Amtsgericht Haßfurt: Kurve gekriegt, aber trotzdem verurteilt

Gleich wegen drei Vergehen musste sich ein 23-Jähriger vor dem Amtsgericht Haßfurt verantworten. Seine Strafe fiel verhältnismäßig hoch aus. Aus gutem Grund.
Wegen mehrerer Delikte - unter anderem für Schwarzfahren mit der Deutschen Bahn - musste sich ein 23-Jähriger aus dem Raum Würzburg vor dem Amtsgericht Haßfurt verantworten. 

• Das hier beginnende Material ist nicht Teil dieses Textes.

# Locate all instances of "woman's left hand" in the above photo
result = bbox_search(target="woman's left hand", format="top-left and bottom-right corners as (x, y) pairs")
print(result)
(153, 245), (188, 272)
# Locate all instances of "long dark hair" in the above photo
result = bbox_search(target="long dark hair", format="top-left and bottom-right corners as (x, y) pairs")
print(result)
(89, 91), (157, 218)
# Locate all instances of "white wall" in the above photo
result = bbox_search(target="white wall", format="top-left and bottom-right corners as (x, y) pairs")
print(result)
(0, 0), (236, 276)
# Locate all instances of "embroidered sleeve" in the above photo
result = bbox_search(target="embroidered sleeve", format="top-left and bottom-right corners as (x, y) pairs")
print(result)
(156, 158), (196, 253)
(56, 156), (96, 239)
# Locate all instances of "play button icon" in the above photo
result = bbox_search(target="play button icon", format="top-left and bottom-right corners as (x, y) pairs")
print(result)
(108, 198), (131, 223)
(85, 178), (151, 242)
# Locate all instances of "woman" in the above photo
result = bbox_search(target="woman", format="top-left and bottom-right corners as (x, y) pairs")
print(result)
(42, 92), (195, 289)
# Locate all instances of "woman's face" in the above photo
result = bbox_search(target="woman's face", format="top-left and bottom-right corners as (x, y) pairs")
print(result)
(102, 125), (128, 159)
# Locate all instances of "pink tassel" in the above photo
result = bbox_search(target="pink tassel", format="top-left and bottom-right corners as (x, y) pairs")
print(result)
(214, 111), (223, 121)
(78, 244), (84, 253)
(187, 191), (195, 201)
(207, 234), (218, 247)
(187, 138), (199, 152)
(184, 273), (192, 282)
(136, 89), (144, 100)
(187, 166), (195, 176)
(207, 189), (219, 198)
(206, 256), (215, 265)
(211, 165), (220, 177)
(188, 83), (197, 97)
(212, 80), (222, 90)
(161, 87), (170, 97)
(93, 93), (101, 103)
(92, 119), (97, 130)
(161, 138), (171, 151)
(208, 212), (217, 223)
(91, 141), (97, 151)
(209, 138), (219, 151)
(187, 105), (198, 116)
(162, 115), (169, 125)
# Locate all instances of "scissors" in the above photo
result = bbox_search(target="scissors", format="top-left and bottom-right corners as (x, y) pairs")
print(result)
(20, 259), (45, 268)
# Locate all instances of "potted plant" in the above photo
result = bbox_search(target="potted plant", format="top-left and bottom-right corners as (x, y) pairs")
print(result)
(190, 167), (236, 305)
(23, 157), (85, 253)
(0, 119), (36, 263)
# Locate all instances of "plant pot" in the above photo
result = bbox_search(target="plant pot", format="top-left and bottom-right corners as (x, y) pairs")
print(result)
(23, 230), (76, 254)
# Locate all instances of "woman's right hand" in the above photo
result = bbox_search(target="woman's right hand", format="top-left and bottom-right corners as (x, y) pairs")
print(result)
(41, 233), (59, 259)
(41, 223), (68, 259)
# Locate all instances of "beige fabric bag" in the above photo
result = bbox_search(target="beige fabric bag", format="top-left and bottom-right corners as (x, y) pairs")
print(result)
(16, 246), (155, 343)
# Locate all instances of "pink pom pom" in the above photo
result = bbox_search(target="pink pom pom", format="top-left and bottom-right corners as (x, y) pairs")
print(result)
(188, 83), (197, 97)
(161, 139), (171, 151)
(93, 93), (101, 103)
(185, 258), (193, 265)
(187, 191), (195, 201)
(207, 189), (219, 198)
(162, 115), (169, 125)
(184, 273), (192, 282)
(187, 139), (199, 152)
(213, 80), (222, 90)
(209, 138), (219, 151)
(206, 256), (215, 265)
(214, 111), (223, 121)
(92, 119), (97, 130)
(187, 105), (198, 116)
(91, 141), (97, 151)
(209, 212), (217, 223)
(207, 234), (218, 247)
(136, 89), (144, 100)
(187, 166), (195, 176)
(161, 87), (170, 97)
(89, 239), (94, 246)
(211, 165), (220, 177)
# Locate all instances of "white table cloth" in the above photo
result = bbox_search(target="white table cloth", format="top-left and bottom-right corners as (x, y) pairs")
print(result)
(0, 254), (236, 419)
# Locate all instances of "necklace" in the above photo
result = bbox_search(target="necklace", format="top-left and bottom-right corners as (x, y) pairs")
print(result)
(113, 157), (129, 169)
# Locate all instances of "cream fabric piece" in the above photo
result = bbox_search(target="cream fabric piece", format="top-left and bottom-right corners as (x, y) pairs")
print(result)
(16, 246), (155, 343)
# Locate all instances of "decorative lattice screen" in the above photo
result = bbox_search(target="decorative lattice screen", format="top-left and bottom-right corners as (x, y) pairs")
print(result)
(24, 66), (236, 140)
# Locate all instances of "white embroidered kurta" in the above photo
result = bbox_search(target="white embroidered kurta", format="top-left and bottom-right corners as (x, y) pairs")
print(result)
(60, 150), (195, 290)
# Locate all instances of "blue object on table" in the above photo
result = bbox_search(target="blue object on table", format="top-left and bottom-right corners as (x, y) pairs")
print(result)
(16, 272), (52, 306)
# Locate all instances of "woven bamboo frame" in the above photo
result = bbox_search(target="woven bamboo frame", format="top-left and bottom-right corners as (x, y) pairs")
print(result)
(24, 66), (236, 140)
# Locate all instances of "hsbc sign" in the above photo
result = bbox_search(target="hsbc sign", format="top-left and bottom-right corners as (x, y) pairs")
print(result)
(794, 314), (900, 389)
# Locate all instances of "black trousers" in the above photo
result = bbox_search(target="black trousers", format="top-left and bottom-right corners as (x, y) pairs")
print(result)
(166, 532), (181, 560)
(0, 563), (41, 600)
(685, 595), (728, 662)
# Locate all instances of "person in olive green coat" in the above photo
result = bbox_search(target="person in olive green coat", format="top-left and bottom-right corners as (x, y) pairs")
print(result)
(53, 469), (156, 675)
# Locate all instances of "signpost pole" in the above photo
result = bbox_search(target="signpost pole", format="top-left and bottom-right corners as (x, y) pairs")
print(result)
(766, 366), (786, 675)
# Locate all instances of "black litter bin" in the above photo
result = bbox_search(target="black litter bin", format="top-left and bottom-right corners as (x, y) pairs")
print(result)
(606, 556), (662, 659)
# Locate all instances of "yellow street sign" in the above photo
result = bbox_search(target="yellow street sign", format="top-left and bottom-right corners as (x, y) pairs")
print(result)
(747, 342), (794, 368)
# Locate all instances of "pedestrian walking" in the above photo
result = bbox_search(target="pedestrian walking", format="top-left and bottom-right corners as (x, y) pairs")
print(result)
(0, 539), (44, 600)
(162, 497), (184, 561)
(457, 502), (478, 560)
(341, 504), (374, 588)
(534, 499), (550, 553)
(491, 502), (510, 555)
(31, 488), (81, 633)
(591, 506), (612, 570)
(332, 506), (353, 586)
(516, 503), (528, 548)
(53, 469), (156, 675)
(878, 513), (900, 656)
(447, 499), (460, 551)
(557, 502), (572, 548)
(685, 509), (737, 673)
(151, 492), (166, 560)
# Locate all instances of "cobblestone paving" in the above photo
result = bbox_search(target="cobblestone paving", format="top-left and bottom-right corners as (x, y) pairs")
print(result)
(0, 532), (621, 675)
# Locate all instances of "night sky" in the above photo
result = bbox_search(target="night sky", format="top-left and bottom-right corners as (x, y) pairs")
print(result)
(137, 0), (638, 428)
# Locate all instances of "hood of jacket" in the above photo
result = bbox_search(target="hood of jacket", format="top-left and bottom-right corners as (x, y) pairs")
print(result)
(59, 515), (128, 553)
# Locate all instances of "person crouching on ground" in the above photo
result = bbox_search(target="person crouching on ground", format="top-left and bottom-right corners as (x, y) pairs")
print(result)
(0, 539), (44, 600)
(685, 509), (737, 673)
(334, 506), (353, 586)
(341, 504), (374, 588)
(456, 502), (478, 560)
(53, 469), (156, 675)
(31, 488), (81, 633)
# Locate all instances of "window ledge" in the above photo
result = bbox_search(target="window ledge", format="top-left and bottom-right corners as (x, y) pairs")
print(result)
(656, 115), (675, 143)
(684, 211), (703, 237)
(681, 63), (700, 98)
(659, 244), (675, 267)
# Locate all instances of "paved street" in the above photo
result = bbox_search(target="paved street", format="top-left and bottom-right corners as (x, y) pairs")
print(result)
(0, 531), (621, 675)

Foto: Symbolbild Bundespolizei | Wegen mehrerer Delikte - unter anderem für Schwarzfahren mit der Deutschen Bahn - musste sich ein 23-Jähriger aus dem Raum Würzburg vor dem Amtsgericht Haßfurt verantworten. 

Noch vor etwa drei Jahren war er arbeitslos und lebte auf der Straße, aber seit einem Jahr geht er einer geregelten Arbeit nach, hat einen festen Wohnsitz bei Würzburg und eine Freundin, die zu ihm hält. "Offensichtlich haben Sie Ihr Leben umgekrempelt", lobte Strafrichterin Kerstin Leitsch den veränderten Lebenswandel des Angeklagten (23). Er musste sich für schon länger zurückliegende Betrügereien, Urkundenfälschung und Schwarzfahren mit der Bahn vor dem Amtsgericht der Kreisstadt verantworten.